News-Gazette (from The Associated Press, Dec. 5) -- Urbana native and aerospace engineering alumnus Josh Hopkins is a space exploration architect with Lockheed Martin. He was at the Kennedy Space Center on Thursday for the test voyage of Orion, a new spacecraft designed to take astronauts into deep space and eventually to Mars. Hopkins' job is to think about space projects in their early phases and come up with the big picture — how something should work and what it should be — then turn it over to people who design it and make it work.
Chicago Inno (Dec. 3) -- Computer Science Degree Hub took a shot at quantifying America's most innovative computer science programs and recently ranked its top 50 departments, with four Illinois colleges cracking the list. The department of computer science at Illinois ranked the highest in the state at No. 12.

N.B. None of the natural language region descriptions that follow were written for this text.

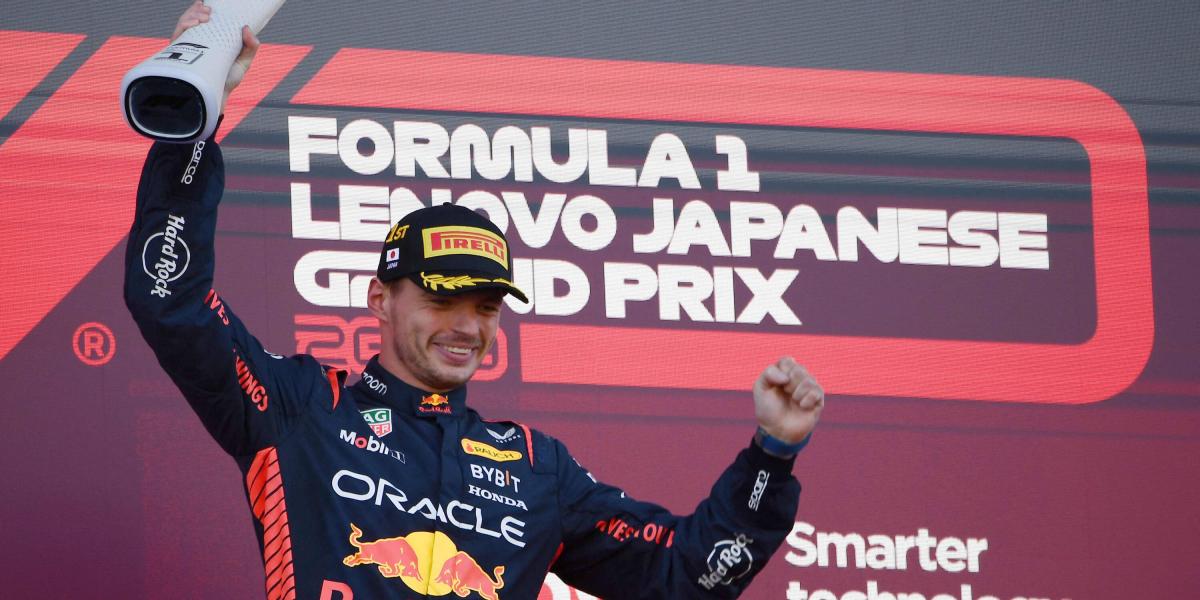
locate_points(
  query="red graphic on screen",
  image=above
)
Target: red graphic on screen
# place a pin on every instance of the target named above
(94, 343)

Gainesville Sun (Gainesville, Fla., Dec. 3) -- It sounds like fodder for late-night comedians or a humorous science fiction novel: Scientists have developed a way to convert human waste into rocket fuel. Pratap Pullammanappallil, a University of Florida associate professor, conducted the research with with graduate student Abhishek Dhoble, now a doctoral student at Illinois. Also: TakePart (Los Angeles, Aug. 19).
Builder Magazine (Washington, D.C., Dec. 3) -- As water in a pipe freezes and expands, it pushes outward on the pipe walls until they stretch and burst. But a study from Illinois indicates that while this can happen, it rarely does. It is more common for the ice to form within the pipe and try to expand along the length of the pipe, according to the study.

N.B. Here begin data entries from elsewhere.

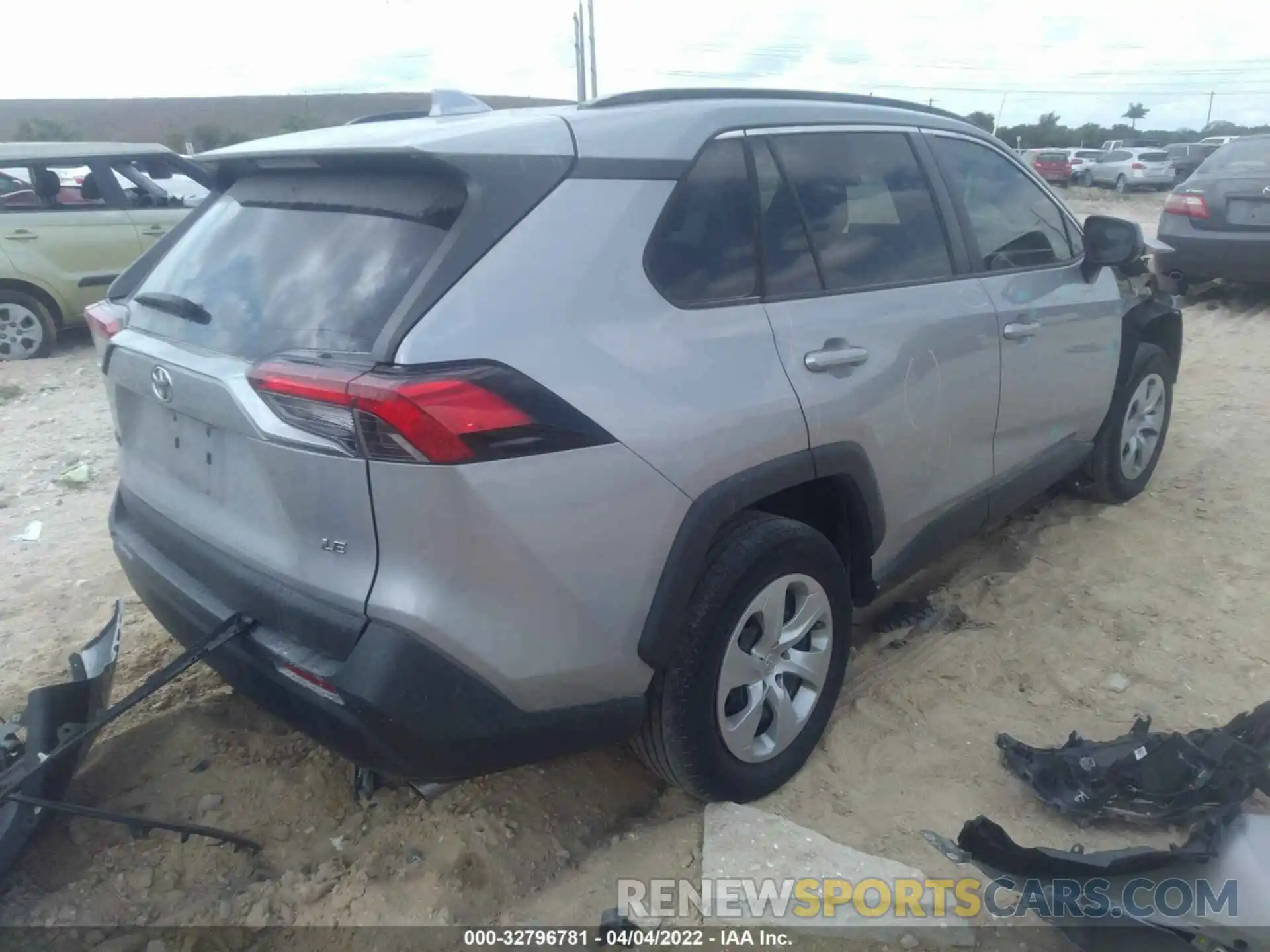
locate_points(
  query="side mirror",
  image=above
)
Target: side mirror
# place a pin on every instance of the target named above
(1111, 243)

R&D magazine (Dec. 2) -- Through some inventive chemistry, MatSE associate professor Jianjun Cheng and his colleagues have developed a class of “hindered urea bond-containing polymeric materials” (PHUs)—cheap polymers that can be designed to degrade over a specified time period, making them potentially useful in biomedical and agricultural applications. Also: eScience News (Dec. 2), ScienceBlog (Dec. 2), Phys.Org (Isle of Man, Dec. 2), Scicasts (Dec. 3), Space Daily (Dec. 4), Med Device Online (Dec. 5), Azo Materials (Dec. 5).

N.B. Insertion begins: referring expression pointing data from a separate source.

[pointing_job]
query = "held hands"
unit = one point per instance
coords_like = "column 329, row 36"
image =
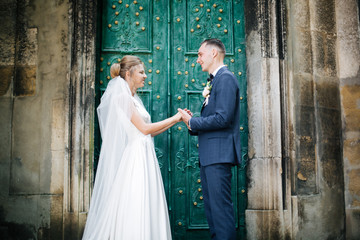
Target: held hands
column 186, row 115
column 178, row 117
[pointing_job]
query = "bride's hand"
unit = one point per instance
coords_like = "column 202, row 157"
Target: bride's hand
column 178, row 117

Phys.Org (Isle of Man, Dec. 2) -- Illinois alumnus Ibrahim Cissé, assistant professor of physics at MIT, wants to solve the mystery of RNA transcription, molecule by molecule, in living cells, in real time.
Business Insider (Dec. 1) -- Surrounded by corn and soybean fields, Urbana-Champaign doesn’t strike you at first as a place where future tech leaders would emerge.It's why many people fail to realize that UIUC has bred some of the most remarkable tech visionaries in history. They built companies that essentially changed tech history as we know it. Article includes profiles of Netscape's Marc Andreessen, Oracle's Larry Ellison, Paypal founder Max Levchin, YouTube co-founders Steve Chen and Jawed Karim, Tesla co-founder Martin Eberhard, Yelp's Jeremy Stoppelman, Siebel Systems founder Thomas Siebel, Mozilla's Brendan Eich, Lotus Notes author and former Microsoft CTO Ray Ozzie, and AMD's Jerry Sanders.
Chemical & Engineering News (Washington, D.C., Dec. 1) -- Imagine how angry customers would be if their brand-new electronic devices stopped working en masse after just one month—or one week. Such short service life would cause manufacturers’ reputations to tank. Illinois researcher John A. Rogers doesn’t think so. In fact, he’s working to design electronics that break down quickly and do so on cue and in a predetermined way, leaving behind only harmless products. Also: Extreme Tech (Dec. 16).